Behavioral approaches range from one-on-one therapy to group programs. Cognitive behavioral therapy helps you identify the situations and thought patterns that trigger drinking. Motivational interviewing helps if you’re still ambivalent about changing. Support groups provide ongoing accountability. Many people start with their primary care doctor, who can screen you, order blood work, and refer you to a specialist if needed.

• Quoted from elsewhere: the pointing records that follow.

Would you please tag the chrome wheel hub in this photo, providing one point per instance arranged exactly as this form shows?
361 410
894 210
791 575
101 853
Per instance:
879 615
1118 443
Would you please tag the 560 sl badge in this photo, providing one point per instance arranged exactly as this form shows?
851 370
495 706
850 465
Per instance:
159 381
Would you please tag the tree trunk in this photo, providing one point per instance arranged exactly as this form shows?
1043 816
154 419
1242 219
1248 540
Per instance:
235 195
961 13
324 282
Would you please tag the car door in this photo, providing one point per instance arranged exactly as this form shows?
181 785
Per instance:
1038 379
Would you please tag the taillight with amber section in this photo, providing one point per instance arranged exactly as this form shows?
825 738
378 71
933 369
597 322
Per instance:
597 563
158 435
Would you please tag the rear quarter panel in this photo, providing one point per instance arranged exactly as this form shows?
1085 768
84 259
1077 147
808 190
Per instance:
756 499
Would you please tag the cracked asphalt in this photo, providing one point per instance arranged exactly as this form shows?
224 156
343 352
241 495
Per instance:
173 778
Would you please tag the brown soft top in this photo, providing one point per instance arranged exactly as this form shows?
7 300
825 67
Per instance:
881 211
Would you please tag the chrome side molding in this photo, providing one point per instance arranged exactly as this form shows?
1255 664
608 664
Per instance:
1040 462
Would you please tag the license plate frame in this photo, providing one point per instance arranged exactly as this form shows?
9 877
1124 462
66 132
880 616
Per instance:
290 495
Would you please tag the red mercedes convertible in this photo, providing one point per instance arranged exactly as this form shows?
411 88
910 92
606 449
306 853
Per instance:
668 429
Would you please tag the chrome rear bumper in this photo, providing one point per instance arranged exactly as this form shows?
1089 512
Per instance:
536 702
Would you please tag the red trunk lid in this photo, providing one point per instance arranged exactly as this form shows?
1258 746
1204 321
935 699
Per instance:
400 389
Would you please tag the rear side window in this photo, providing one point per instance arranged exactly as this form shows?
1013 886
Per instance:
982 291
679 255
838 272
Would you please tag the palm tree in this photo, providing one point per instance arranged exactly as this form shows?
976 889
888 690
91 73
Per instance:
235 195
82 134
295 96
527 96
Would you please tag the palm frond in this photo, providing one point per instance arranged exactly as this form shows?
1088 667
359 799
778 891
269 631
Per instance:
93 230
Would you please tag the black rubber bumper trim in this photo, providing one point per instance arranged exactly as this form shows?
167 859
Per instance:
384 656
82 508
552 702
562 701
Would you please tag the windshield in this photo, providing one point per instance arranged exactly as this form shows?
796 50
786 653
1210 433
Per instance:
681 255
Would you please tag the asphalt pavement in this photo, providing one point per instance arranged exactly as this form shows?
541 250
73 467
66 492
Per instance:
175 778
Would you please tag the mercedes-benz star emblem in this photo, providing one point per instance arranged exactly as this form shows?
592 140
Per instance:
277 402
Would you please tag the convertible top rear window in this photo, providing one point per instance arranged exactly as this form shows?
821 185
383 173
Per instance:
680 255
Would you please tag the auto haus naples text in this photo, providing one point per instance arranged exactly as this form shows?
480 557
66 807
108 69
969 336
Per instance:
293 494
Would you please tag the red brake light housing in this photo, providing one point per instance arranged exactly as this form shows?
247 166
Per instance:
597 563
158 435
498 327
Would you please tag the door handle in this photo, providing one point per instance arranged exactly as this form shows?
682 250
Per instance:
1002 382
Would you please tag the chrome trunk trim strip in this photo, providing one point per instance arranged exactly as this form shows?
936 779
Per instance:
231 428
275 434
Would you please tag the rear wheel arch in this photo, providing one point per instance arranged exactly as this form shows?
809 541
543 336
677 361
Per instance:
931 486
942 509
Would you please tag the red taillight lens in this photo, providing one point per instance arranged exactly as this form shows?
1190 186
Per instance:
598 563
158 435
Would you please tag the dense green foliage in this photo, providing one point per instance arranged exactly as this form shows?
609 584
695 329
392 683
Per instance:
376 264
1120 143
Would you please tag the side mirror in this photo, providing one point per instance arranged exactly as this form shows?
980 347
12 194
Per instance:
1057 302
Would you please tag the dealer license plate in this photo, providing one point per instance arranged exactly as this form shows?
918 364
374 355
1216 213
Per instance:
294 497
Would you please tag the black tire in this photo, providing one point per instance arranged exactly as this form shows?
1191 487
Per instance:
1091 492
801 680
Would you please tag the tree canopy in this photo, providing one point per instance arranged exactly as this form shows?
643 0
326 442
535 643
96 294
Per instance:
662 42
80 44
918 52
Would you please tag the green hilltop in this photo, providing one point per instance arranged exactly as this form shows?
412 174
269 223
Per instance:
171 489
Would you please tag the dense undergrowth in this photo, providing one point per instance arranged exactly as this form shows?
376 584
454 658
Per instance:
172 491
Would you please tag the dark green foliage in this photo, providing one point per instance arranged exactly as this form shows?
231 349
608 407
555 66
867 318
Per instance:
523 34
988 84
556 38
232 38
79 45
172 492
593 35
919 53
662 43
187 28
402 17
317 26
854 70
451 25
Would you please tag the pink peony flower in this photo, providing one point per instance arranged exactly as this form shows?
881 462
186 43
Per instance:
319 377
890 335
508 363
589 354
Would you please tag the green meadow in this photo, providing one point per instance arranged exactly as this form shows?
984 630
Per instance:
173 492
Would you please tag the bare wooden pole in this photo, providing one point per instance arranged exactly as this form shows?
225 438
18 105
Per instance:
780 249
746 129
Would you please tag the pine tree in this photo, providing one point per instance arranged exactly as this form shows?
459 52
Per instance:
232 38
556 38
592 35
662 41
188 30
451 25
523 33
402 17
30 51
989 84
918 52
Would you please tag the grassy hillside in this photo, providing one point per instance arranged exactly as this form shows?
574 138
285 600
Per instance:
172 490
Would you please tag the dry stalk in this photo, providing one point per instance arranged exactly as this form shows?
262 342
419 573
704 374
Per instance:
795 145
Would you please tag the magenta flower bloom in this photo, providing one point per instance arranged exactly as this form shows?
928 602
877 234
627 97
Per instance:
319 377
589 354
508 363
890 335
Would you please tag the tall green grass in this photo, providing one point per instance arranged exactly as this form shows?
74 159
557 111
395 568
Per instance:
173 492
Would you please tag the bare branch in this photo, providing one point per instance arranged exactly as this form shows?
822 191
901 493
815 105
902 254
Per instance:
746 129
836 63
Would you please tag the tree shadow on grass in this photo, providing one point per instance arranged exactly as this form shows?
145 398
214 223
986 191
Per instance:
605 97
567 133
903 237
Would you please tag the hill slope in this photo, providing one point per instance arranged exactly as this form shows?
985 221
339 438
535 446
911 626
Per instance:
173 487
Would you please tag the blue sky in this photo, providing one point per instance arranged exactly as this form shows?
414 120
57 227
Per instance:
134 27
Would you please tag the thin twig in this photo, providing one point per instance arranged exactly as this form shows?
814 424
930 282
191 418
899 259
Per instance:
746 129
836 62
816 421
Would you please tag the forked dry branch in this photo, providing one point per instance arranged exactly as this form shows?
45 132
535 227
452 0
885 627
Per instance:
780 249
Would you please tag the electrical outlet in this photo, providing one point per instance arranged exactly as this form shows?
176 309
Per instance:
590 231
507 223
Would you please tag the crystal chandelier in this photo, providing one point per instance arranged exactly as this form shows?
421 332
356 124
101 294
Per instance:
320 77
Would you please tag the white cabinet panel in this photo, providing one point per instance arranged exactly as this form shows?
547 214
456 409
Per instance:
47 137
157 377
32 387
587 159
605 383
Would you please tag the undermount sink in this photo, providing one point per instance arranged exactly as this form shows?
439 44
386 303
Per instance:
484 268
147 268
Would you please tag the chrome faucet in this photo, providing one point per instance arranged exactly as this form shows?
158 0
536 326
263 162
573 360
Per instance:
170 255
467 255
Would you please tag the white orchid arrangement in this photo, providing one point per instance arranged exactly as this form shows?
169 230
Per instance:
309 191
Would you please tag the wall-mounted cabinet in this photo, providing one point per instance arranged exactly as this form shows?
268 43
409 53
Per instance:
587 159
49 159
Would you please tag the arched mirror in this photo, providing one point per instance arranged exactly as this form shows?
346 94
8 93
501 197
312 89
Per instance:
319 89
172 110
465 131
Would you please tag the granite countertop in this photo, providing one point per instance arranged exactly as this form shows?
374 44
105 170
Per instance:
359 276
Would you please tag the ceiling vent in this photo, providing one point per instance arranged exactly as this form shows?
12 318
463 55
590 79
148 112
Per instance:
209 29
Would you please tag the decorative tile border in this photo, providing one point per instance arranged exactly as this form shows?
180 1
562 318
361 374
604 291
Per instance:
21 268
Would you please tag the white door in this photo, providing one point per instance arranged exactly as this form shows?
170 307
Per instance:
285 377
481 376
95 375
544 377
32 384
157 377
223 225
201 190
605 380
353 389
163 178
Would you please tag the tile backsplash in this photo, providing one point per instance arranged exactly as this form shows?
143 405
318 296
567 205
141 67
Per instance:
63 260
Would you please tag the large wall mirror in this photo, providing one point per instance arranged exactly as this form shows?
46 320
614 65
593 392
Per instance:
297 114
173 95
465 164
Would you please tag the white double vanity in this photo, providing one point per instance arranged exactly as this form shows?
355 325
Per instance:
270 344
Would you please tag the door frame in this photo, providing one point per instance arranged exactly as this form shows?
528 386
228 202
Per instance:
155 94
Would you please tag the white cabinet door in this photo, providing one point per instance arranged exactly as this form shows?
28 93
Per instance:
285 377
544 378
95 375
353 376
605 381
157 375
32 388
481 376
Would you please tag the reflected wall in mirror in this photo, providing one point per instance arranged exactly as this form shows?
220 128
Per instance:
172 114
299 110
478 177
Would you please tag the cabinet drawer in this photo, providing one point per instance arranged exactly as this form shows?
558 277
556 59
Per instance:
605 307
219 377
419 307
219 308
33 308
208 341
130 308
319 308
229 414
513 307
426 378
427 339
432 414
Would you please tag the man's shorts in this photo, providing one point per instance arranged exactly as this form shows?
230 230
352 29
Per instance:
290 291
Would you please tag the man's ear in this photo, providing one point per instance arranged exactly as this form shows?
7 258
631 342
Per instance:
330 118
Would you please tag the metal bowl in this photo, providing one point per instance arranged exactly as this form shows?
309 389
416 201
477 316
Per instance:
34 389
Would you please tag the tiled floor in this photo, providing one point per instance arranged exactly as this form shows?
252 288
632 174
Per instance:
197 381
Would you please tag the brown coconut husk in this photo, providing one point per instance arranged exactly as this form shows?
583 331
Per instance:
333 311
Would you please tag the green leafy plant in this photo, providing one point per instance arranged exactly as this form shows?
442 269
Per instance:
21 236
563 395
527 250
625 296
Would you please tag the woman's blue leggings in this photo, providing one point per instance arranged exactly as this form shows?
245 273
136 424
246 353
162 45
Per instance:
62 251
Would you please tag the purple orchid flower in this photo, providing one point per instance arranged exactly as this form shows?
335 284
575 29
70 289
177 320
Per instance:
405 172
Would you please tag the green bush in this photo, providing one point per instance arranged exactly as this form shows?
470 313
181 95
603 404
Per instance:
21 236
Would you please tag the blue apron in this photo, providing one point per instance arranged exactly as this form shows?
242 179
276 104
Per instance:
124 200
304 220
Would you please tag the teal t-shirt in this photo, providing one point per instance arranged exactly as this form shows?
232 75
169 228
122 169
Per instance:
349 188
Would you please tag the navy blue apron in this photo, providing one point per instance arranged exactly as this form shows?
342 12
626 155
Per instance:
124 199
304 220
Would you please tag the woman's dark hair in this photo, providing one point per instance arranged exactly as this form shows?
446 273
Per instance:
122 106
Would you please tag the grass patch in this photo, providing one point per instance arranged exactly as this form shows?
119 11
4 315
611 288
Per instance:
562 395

For people with severe physical dependence, stopping drinking abruptly can be medically dangerous because of the seizure risk. A supervised detox, usually lasting a few days, ensures safety during the withdrawal window. This is specifically important if you’ve been drinking heavily every day and experience physical symptoms when you skip a day.
Mild AUD Is Still AUD
The most common reason people don’t seek help is that their drinking doesn’t look severe enough to warrant it. But mild AUD tends to progress over time, not resolve on its own. The same tolerance that lets you drink more comfortably now is training your brain to need more later. Addressing it at the mild stage, when you might only need to make behavioral changes or work with a therapist for a few months, is far simpler than waiting until the consequences stack up. The fact that you searched this question means some part of you already has the answer.